There’s a Russian Dash-Cam Documentary Now Playing in Theaters

The Road Movie is a feature-length compilation of some of the most bizarre incidents captured on camera.
www.thedrive.com

Share

Dashboard-mounted cameras have gained a lot of popularity in recent years and for good reason. With the right setup, one can record and store hours worth of driving footage in high-definition. Someone decided to compile the snippets that have made their way online into one long clip and dubbed it The Road Movie, which hits theaters today.

Fraudulent accidents, petty theft, and police bribery forced everyday motorists to equip their vehicles with cameras to monitor their surroundings at all times. That’s how it all started in Russia, the backdrop of The Road Movie.

Involved in a hit-and-run?
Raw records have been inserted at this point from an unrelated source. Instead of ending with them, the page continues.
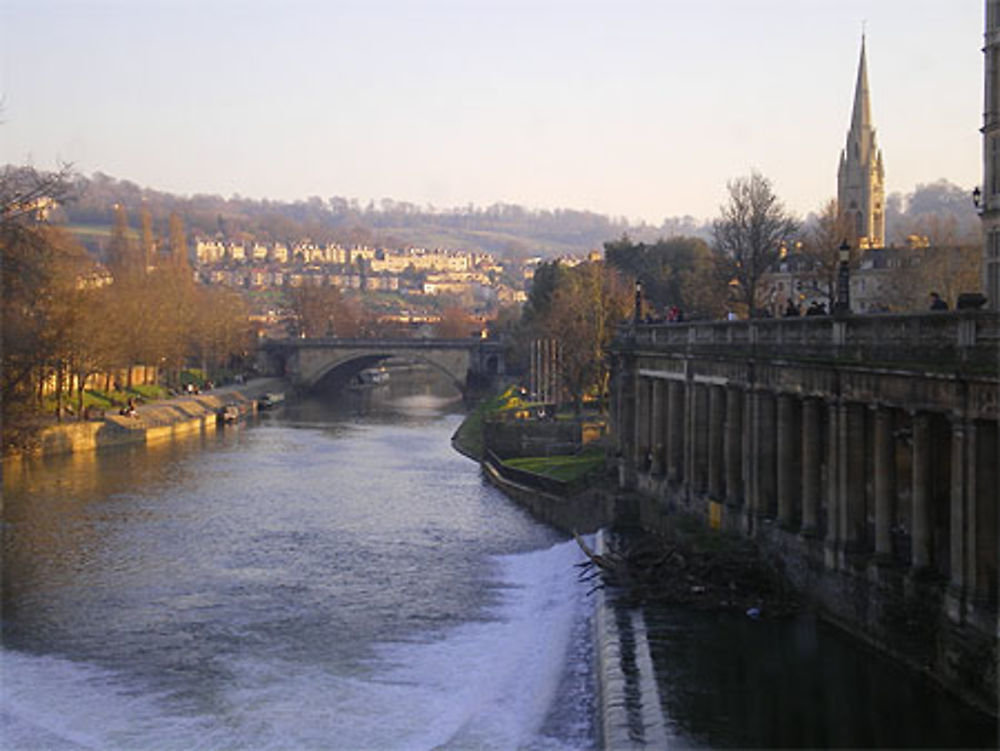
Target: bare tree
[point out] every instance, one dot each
(821, 246)
(750, 233)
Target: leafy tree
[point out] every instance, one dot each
(752, 229)
(323, 311)
(178, 244)
(585, 305)
(679, 271)
(455, 323)
(821, 246)
(148, 242)
(39, 267)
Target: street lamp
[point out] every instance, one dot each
(637, 314)
(843, 306)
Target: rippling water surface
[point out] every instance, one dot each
(333, 577)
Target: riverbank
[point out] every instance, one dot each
(152, 422)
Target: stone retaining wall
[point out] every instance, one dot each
(154, 422)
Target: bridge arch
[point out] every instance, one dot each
(305, 362)
(355, 363)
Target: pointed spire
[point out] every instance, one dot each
(861, 118)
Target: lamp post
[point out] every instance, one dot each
(843, 306)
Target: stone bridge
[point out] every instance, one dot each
(861, 451)
(470, 364)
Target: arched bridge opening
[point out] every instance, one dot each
(471, 365)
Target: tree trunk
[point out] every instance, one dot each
(59, 387)
(81, 377)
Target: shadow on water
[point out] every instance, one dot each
(727, 681)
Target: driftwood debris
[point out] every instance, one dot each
(645, 567)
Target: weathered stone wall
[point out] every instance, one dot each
(861, 452)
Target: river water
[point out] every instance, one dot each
(335, 576)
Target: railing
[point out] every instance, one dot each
(362, 343)
(941, 339)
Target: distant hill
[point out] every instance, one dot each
(941, 211)
(507, 231)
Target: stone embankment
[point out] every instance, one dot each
(156, 421)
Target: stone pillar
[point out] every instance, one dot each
(885, 482)
(852, 477)
(787, 459)
(921, 516)
(675, 431)
(716, 431)
(700, 422)
(959, 519)
(627, 386)
(691, 418)
(972, 509)
(733, 445)
(767, 459)
(810, 466)
(750, 491)
(833, 500)
(656, 416)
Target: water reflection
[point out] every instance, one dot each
(727, 681)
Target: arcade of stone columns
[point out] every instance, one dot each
(883, 476)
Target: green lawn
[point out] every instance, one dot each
(564, 468)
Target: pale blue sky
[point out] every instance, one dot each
(624, 107)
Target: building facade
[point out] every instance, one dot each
(990, 206)
(861, 176)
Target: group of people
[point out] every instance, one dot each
(816, 308)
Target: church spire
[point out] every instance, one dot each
(861, 119)
(861, 175)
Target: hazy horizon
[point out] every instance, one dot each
(641, 110)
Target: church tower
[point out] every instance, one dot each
(989, 199)
(861, 177)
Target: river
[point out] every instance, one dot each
(335, 576)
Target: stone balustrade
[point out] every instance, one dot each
(861, 450)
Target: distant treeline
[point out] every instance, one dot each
(940, 209)
(502, 229)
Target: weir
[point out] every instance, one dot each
(862, 452)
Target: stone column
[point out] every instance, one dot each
(959, 521)
(921, 517)
(767, 459)
(656, 416)
(833, 500)
(690, 436)
(734, 444)
(972, 509)
(852, 465)
(787, 438)
(675, 431)
(700, 426)
(750, 420)
(810, 466)
(627, 387)
(716, 430)
(885, 482)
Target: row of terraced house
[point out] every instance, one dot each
(261, 266)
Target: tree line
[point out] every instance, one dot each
(68, 321)
(580, 306)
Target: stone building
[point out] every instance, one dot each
(990, 206)
(861, 177)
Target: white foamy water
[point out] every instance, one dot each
(488, 684)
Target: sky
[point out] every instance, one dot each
(642, 109)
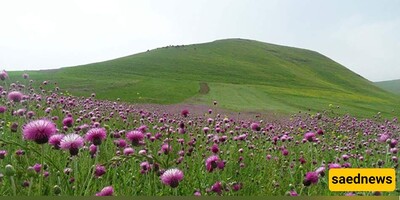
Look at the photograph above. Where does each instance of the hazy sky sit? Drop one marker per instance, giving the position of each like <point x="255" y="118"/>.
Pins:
<point x="362" y="35"/>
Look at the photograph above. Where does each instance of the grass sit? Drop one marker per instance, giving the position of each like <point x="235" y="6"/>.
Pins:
<point x="391" y="86"/>
<point x="242" y="75"/>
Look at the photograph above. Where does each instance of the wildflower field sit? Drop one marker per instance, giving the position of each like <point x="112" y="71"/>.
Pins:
<point x="53" y="143"/>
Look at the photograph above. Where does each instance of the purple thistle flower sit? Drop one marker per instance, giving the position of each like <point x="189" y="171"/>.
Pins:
<point x="321" y="171"/>
<point x="3" y="154"/>
<point x="39" y="131"/>
<point x="3" y="75"/>
<point x="334" y="165"/>
<point x="255" y="126"/>
<point x="92" y="150"/>
<point x="55" y="140"/>
<point x="165" y="148"/>
<point x="145" y="167"/>
<point x="310" y="136"/>
<point x="212" y="163"/>
<point x="236" y="187"/>
<point x="15" y="96"/>
<point x="72" y="142"/>
<point x="217" y="188"/>
<point x="68" y="121"/>
<point x="285" y="152"/>
<point x="310" y="178"/>
<point x="393" y="143"/>
<point x="107" y="191"/>
<point x="25" y="76"/>
<point x="96" y="135"/>
<point x="135" y="137"/>
<point x="3" y="109"/>
<point x="185" y="113"/>
<point x="100" y="170"/>
<point x="172" y="177"/>
<point x="37" y="167"/>
<point x="215" y="148"/>
<point x="128" y="151"/>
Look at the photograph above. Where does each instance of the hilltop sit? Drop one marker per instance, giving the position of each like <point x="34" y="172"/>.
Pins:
<point x="391" y="86"/>
<point x="242" y="75"/>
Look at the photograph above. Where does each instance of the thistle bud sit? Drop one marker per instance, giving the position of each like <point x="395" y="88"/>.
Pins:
<point x="10" y="171"/>
<point x="57" y="190"/>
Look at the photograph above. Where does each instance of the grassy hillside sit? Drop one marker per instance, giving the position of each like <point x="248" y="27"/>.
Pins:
<point x="239" y="74"/>
<point x="391" y="86"/>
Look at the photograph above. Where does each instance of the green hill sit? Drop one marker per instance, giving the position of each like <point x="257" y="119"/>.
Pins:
<point x="240" y="74"/>
<point x="391" y="86"/>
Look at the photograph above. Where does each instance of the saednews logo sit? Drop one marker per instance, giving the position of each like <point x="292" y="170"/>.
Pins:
<point x="362" y="179"/>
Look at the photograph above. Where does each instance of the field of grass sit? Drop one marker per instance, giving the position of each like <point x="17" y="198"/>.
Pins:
<point x="391" y="86"/>
<point x="53" y="144"/>
<point x="242" y="75"/>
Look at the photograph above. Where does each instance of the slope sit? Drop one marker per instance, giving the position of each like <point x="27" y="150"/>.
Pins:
<point x="240" y="74"/>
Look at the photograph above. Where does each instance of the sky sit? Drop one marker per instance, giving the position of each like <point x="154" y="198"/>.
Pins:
<point x="363" y="35"/>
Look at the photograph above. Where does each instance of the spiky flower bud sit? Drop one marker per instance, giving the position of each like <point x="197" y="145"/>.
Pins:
<point x="10" y="171"/>
<point x="57" y="190"/>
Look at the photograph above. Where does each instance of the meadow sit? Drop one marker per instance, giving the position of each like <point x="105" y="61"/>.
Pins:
<point x="243" y="75"/>
<point x="54" y="143"/>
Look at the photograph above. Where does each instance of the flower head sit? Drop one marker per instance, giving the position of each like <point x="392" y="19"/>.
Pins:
<point x="96" y="135"/>
<point x="310" y="178"/>
<point x="68" y="121"/>
<point x="185" y="113"/>
<point x="255" y="127"/>
<point x="212" y="163"/>
<point x="135" y="137"/>
<point x="55" y="140"/>
<point x="100" y="170"/>
<point x="310" y="136"/>
<point x="15" y="96"/>
<point x="217" y="187"/>
<point x="3" y="75"/>
<point x="172" y="177"/>
<point x="72" y="142"/>
<point x="39" y="131"/>
<point x="3" y="109"/>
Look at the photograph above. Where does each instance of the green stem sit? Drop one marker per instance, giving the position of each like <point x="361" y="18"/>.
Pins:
<point x="41" y="174"/>
<point x="30" y="186"/>
<point x="90" y="175"/>
<point x="13" y="185"/>
<point x="75" y="175"/>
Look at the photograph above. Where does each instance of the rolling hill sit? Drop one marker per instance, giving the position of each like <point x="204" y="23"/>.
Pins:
<point x="391" y="86"/>
<point x="242" y="75"/>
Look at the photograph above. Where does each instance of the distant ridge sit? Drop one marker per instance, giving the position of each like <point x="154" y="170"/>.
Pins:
<point x="241" y="74"/>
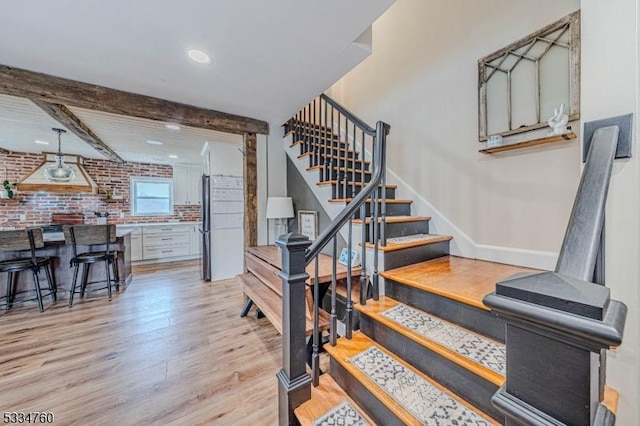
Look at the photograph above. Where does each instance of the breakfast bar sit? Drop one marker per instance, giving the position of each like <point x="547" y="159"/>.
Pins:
<point x="61" y="255"/>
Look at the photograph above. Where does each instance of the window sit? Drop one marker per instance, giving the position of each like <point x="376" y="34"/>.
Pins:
<point x="151" y="196"/>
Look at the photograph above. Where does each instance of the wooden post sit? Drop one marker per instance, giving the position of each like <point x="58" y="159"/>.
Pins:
<point x="294" y="384"/>
<point x="556" y="327"/>
<point x="250" y="190"/>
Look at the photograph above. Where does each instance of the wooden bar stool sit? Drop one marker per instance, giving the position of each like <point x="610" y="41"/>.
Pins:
<point x="89" y="235"/>
<point x="23" y="240"/>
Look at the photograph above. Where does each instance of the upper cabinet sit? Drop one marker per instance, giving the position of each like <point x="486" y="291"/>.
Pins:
<point x="187" y="185"/>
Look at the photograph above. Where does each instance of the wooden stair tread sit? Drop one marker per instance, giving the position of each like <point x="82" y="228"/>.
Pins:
<point x="340" y="169"/>
<point x="374" y="310"/>
<point x="393" y="219"/>
<point x="388" y="200"/>
<point x="611" y="399"/>
<point x="457" y="278"/>
<point x="346" y="349"/>
<point x="270" y="303"/>
<point x="391" y="246"/>
<point x="323" y="398"/>
<point x="334" y="182"/>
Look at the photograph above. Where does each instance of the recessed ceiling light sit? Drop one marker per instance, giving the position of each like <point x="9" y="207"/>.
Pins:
<point x="199" y="56"/>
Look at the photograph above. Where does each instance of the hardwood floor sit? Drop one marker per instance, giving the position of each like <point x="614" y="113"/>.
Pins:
<point x="169" y="349"/>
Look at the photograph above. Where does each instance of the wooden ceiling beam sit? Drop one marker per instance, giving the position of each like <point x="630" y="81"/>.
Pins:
<point x="56" y="90"/>
<point x="68" y="119"/>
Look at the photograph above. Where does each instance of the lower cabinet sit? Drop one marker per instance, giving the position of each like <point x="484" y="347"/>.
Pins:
<point x="136" y="247"/>
<point x="196" y="240"/>
<point x="164" y="242"/>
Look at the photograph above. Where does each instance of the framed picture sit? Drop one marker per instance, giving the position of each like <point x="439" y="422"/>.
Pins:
<point x="308" y="223"/>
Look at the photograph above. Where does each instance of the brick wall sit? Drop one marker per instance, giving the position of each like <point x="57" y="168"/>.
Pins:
<point x="38" y="206"/>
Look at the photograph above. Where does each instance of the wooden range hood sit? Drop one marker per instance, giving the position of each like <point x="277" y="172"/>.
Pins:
<point x="37" y="182"/>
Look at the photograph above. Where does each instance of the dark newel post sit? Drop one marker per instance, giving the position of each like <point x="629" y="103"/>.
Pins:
<point x="294" y="384"/>
<point x="556" y="327"/>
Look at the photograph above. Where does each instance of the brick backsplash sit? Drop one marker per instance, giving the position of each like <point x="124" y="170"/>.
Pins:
<point x="38" y="206"/>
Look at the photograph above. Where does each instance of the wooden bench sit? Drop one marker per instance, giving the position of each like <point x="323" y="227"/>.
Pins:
<point x="263" y="285"/>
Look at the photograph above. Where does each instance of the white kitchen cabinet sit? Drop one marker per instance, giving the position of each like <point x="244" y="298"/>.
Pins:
<point x="187" y="185"/>
<point x="165" y="241"/>
<point x="136" y="247"/>
<point x="136" y="242"/>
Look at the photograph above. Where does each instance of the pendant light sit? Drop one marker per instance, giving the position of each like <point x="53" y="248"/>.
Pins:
<point x="59" y="172"/>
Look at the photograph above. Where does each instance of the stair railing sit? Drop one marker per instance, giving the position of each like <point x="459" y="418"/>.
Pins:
<point x="560" y="324"/>
<point x="337" y="142"/>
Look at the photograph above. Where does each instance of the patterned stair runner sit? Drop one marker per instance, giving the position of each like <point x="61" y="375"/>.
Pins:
<point x="479" y="349"/>
<point x="422" y="399"/>
<point x="342" y="414"/>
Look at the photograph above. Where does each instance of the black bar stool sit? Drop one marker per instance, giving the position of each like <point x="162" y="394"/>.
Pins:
<point x="89" y="235"/>
<point x="22" y="240"/>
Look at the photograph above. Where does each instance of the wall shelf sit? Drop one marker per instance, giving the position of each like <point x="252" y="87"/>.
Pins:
<point x="526" y="144"/>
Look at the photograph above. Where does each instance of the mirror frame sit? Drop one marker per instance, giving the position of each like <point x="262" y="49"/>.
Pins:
<point x="573" y="22"/>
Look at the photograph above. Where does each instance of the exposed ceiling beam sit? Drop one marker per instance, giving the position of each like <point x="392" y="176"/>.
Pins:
<point x="64" y="116"/>
<point x="43" y="87"/>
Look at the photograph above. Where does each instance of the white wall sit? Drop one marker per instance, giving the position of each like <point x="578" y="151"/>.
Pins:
<point x="610" y="87"/>
<point x="422" y="80"/>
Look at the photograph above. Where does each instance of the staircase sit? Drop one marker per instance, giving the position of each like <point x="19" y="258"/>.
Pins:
<point x="428" y="351"/>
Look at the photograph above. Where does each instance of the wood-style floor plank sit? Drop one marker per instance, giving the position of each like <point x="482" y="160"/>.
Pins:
<point x="170" y="349"/>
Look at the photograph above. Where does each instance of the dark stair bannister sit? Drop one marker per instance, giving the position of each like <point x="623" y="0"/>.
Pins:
<point x="560" y="324"/>
<point x="338" y="142"/>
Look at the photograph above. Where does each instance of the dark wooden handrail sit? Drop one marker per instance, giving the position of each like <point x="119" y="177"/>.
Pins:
<point x="382" y="129"/>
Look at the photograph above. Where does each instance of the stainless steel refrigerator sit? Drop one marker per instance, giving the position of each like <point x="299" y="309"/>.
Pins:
<point x="206" y="228"/>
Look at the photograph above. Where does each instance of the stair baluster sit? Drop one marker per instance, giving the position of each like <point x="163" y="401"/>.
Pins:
<point x="364" y="287"/>
<point x="348" y="321"/>
<point x="294" y="382"/>
<point x="334" y="317"/>
<point x="315" y="359"/>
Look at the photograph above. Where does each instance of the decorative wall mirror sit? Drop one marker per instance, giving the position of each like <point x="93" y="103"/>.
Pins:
<point x="520" y="85"/>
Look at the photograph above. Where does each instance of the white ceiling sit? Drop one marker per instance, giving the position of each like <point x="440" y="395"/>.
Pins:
<point x="22" y="123"/>
<point x="268" y="57"/>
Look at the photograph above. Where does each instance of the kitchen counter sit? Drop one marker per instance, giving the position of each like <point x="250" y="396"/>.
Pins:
<point x="131" y="225"/>
<point x="52" y="237"/>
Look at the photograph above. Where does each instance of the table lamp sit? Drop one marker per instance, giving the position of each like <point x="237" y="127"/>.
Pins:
<point x="280" y="208"/>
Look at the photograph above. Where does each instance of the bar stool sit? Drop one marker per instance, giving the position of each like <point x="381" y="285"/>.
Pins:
<point x="89" y="235"/>
<point x="22" y="240"/>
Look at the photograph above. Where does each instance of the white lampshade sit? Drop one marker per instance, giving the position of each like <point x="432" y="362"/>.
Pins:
<point x="279" y="207"/>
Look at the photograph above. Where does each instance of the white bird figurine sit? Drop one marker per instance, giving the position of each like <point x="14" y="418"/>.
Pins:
<point x="558" y="122"/>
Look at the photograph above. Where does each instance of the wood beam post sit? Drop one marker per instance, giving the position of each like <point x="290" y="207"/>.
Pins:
<point x="250" y="190"/>
<point x="68" y="119"/>
<point x="43" y="87"/>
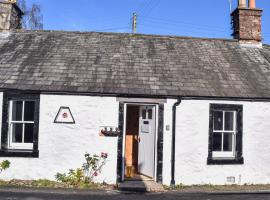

Just pull over, rewind and report the license plate number. Someone sideswipe you on the way to work and then try to blame you? Simply send the dashboard camera video to the insurance company and let them decide who’s at fault. Dashboard cameras have become the secret to winning (or losing) insurance claims. Blatant insurance fraud is not so easy when you are being recorded.

In case you are wondering how a found footage movie made up of various clips holds up, at the time of writing, 83 percent of critics gave it a positive remark according to review aggregator, Rotten Tomatoes. Movie blog /Film called it “an insane journey through dangerous Russian roads”. While there is an abundance of crashes throughout, tanks, wild animals and even a meteor make appearances as well. The Road Movie is now playing in select theaters across the country.

The official synopsis of the film is as follows:

A mosaic of asphalt adventures, landscape photography, and some of the craziest shit you’ve ever seen, Dmitrii Kalashnikov’s THE ROAD MOVIE is a stunning compilation of video footage shot exclusively via the deluge of dashboard cameras that populate Russian roads. The epitome of a you-have- to-see- it-to- believe-it documentary, THE ROAD MOVIE captures a wide range of spectacles through the windshield—including a comet crashing down to Earth, an epic forest fire, and no shortage of angry motorists taking road rage to wholly new and unexpected levels—all accompanied by bemused commentary from unseen and often stoic drivers and passengers.